Ich glaube, dass mein Blick auf mein Leben
dass dieser Blick mein Leben ganz wesentlich bestimmt.

Und ich glaube, dass die, die ihr Leben im Lichte Gottes zu sehen versuchen, 
dass die einen klaren und guten Blick auf die Wirklichkeit bekommen.
Dass sie sich nicht in Extreme flüchten müssen.
Dass sie nichts beschönigen, 
sich aber auch selbst nicht klein machen müssen.

Ich glaube, dass dieser Blick auf das Leben im Licht Gottes 
Lebensmut und Lebenskraft und viel Zuversicht schenkt.
Und dass die, die sich im Licht Gottes sehen können,
dass die auch für andere eine Quelle von Mut und Kraft und Zuversicht sein können.

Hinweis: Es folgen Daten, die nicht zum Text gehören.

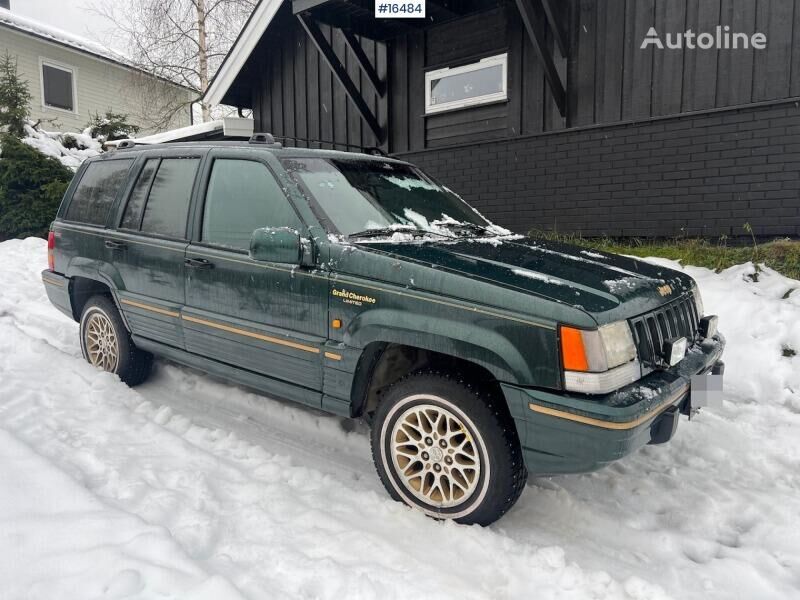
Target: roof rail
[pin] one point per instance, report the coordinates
(266, 139)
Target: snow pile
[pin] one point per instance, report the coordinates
(187, 481)
(71, 149)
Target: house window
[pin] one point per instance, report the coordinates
(58, 87)
(468, 85)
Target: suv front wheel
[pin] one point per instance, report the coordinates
(447, 448)
(106, 343)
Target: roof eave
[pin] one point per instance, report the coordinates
(244, 46)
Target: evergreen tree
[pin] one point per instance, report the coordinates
(15, 97)
(31, 188)
(111, 126)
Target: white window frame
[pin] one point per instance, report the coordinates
(61, 67)
(489, 61)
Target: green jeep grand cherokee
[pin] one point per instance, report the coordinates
(360, 286)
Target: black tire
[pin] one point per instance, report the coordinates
(132, 365)
(487, 433)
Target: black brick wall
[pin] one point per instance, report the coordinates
(695, 174)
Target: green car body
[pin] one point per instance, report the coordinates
(315, 318)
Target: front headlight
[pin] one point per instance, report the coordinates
(698, 301)
(598, 361)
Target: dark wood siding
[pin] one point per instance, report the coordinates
(609, 77)
(295, 95)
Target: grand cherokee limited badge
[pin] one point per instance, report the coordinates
(349, 297)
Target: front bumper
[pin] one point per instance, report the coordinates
(574, 433)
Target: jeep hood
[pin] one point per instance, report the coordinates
(596, 282)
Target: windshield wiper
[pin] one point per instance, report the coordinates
(463, 227)
(383, 231)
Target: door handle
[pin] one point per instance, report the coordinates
(198, 263)
(112, 245)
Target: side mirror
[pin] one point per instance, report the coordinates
(276, 244)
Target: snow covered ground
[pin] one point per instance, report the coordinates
(190, 488)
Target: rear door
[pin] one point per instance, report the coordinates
(267, 318)
(147, 249)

Das Leben im Licht Gottes sehen.
Der Apostel Paulus hat dafür eindrucksvolle Worte gefunden.
Im 8. Kapitel des Briefes an die Römer schreibt er:

Ist Gott für uns, wer kann wider uns sein?
Wer will uns scheiden von der Liebe Christi?
Trübsal oder Angst oder Verfolgung oder Hunger 
oder Blöße oder Gefahr oder Schwert?
Ich bin gewiss,
dass weder Tod noch Leben,
weder Engel noch Mächte noch Gewalten, 
weder Gegenwärtiges noch Zukünftiges, 
weder Hohes noch Tiefes
noch eine andere Kreatur
uns scheiden kann von der Liebe Gottes, 
die in Christus Jesus ist, unserm Herrn.

Paulus weiß sehr genau, wovon er spricht.
Er hat das alles selbst erlebt: Trübsal und Angst,
er hat Hunger gelitten und wurde verfolgt.

Er ist kein schneller Tröster, der mal eben so 
ein paar fromme Worte verteilt.

Die Liebe Gottes, von der uns nichts scheiden kann,
sie war seine Kraftquelle, sein Lebensmut, seine letzte Hoffnung.

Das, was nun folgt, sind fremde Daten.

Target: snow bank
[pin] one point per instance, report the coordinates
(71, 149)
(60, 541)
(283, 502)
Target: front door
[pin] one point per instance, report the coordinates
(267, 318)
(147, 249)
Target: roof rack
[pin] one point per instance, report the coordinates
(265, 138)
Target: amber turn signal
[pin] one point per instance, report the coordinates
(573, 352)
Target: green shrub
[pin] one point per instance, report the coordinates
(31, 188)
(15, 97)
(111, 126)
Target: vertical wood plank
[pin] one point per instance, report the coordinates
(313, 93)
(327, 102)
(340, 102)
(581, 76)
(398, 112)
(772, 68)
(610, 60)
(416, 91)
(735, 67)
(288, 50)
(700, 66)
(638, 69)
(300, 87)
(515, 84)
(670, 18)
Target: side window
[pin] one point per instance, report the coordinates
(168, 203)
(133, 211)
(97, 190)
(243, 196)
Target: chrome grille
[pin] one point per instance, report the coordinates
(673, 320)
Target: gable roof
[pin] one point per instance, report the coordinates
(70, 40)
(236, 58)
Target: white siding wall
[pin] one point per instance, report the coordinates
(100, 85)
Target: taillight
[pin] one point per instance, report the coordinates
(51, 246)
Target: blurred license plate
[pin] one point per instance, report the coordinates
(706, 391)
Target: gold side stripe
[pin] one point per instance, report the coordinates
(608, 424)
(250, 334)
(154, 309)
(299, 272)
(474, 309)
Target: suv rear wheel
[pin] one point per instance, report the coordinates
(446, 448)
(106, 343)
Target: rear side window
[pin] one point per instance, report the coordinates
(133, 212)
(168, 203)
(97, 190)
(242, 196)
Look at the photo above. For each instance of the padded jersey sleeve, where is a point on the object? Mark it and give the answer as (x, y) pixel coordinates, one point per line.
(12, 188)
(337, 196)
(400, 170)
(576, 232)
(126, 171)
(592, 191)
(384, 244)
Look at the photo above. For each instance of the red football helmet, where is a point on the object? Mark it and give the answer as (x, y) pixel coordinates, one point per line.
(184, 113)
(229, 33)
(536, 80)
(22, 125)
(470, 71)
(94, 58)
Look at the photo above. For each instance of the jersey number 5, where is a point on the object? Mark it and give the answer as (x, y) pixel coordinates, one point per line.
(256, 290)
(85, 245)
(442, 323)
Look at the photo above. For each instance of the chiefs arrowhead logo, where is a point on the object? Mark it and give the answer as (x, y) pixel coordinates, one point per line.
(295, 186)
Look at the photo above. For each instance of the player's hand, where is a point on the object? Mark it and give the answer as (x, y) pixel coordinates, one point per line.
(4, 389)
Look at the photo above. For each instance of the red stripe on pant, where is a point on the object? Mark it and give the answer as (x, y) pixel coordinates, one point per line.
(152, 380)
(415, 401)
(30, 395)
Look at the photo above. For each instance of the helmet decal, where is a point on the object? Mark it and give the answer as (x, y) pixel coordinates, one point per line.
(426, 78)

Ich lese aus diesen Worten eine tiefe Dankbarkeit und eine tiefe Zuversicht. 
Beides tut uns gut an diesem Abend zwischen Altem und Neuem.

Wer von uns das Jahr 2022 vor Gott bringt, 
wird genug Gelegenheiten haben 
zu trauern, wütend zu sein, verunsichert zu sein und sich zu ängstigen.

Aber wird sicher auch genug Gelegenheit haben zu danken.
Zu danken für viele Dinge, die uns selbstverständlich erscheinen, 
die aber alles andere als selbstverständlich sind.

Nichts kann uns scheiden von der Liebe Gottes, 
die in Christus Jesus ist, unserm Herrn.

Für mich ist Paulus ein Vorbild darin,
wie ich mit dem Glauben an Gott durch mein Leben gehen will.
Er weiß sehr gut, was ein Mensch alles durchleben und durchleiden kann,
welche Nöte und Krisen es gibt.
Und wie schwächlich und ängstlich das Leben einen Menschen machen kann.

Aber er hält an Gott fest.
Er hält an dem Blick fest, sein Leben im liebevollen Licht Gottes zu sehen, und gewinnt dadurch unverschämt viel Lebensmut.
Nein, Gott hat niemandem ein einfaches Leben versprochen.
Gott hat niemandem versprochen, dass es einfach wird, wenn man nur an ihn glaubt.
Gott hat nicht gesagt, dass die Tiefschläge und die Katastrophen nicht auch die erwischen, die auf ihn vertrauen.
Wir haben das 2022 erlebt.
Und was 2023 kommt, das wissen wir nicht.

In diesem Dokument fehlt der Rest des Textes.